My first 48 hours with the device I found utterly infuriating, before I was able to disable certain things that improved it a bit. For example, by default, there’s a setting on the device that will automatically turn off your mobile data when you connect to Wi-Fi, so when you leave that Wi-Fi network you find your phone suddenly stops loading anything before realising you need to turn that option off.

It’s only a little thing, but it’s not a pain you suffer with Apple, Google or Samsung.

It’s the same with the camera that is constantly shouted about. Huawei obviously has some great sensors in the device, but it then over-processes every photo. This means that all your pictures look a little bit like you’ve painted it like an oil painting.
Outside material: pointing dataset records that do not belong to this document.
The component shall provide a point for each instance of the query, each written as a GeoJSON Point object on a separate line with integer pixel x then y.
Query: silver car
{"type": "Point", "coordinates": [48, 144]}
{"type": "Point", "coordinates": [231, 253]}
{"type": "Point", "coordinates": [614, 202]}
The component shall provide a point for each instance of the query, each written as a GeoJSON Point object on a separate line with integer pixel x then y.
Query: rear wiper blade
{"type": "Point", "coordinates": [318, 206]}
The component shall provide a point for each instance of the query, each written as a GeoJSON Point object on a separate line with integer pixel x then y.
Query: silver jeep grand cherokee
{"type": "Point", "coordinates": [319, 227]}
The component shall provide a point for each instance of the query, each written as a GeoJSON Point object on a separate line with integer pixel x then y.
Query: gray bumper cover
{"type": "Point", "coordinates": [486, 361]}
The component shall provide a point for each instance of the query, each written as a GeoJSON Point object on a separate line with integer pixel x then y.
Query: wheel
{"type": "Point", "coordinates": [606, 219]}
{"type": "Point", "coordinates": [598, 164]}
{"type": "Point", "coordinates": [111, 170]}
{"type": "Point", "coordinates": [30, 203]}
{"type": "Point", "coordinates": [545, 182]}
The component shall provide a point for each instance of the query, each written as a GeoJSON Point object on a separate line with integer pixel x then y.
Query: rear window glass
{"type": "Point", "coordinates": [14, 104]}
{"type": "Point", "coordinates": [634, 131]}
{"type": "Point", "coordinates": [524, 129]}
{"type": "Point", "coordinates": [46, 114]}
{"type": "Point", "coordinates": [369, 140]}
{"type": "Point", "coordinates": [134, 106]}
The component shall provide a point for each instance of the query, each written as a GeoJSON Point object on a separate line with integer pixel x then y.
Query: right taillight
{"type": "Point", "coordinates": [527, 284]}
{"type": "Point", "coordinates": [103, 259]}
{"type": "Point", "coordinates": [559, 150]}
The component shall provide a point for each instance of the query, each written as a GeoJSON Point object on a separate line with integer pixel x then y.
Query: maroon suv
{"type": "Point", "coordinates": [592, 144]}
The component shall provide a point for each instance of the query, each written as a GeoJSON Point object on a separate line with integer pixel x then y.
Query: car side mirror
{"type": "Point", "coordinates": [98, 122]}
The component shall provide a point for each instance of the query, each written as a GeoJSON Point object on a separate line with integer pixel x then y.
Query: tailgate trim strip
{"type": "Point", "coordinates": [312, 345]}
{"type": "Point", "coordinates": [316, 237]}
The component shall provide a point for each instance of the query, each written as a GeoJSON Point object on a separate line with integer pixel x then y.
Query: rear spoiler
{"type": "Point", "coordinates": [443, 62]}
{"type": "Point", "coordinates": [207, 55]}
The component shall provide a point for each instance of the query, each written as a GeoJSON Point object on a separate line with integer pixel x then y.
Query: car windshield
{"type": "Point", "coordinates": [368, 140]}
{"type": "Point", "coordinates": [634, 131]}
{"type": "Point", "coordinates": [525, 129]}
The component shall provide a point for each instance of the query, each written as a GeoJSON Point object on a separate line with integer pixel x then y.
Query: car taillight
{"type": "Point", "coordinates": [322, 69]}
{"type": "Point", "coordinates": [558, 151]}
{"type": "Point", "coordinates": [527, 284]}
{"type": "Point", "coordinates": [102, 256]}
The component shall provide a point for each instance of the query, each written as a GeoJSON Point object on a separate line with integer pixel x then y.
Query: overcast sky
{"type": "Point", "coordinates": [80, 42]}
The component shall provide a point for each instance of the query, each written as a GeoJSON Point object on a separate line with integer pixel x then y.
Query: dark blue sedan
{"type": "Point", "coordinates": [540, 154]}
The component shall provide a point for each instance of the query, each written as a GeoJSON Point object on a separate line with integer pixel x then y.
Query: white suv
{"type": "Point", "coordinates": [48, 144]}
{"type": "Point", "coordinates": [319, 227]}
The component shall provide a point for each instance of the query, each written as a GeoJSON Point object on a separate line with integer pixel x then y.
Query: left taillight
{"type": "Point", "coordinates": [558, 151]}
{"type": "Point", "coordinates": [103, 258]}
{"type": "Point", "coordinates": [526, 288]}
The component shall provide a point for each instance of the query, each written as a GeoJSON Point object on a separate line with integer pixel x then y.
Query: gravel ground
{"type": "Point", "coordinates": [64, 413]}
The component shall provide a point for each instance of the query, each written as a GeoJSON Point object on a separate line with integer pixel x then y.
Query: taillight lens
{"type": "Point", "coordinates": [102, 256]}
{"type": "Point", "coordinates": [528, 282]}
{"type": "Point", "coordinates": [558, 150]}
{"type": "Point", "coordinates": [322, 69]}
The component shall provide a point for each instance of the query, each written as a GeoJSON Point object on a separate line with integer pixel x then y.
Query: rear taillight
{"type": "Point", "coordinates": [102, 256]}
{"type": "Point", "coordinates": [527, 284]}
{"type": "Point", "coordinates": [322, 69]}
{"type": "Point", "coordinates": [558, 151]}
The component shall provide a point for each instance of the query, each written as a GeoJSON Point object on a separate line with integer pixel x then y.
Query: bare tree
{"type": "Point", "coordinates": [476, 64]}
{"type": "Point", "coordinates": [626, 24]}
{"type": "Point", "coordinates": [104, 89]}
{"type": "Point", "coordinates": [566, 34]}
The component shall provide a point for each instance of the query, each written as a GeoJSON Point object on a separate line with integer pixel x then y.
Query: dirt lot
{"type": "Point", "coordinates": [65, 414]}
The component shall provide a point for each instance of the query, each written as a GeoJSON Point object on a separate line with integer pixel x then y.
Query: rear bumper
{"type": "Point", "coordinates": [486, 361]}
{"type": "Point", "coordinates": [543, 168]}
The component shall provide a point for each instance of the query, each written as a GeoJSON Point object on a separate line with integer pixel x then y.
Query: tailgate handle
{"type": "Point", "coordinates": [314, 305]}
But the worst part is how criminally unintuitive it is to navigate around the phone. Sure, you can use your standard Android three buttons on the bottom, but then you also have a fingerprint reader below it that acts as a home button, meaning you’re doubling up, wasting valuable screen real estate.

Huawei though, gives you an option to use that button for everything, by tapping, holding and swiping on it. But it couldn’t have integrated it worse if it tried.

For example, to go back on the device, it’s a light tap on the home button, but what often happens when you’re trying to scan your fingerprint to, say, log in to your bank account app, it gets confused, and just takes you back instead of actually unlocking the app. This has happened to me countless times, on my ING app, Macquarie app and LastPass app.

Then there are things like bad lag when you scroll through web pages, and inconsistencies around font and menu sizes.

These don’t sound like much now, but you often find yourself getting frustrated on these little things when you use the device a lot.

I’m not writing this to smash the Huawei device, nor these devices in general. The P20 Pro is generally a fine advice, but if you’re looking to buy one of these budget flagship devices, just remember that they’re budget for a reason.

I understand why people don’t want to spend $1500 or more on a phone — it’s a ludicrous amount of money for such a small device. So I can see why devices, such as this, and the likes of Oppo’s flagship devices can be appealing.

But my advice for someone who’s willing to spend $1100 on a phone is to just save that extra $400 for a true flagship option. This is something you spend hours using each day. That little bit of extra money for something that doesn’t leave you frustrated with its experience, for something that just works is worth every cent.

I just wish I thought of it that way before I bought my Huawei.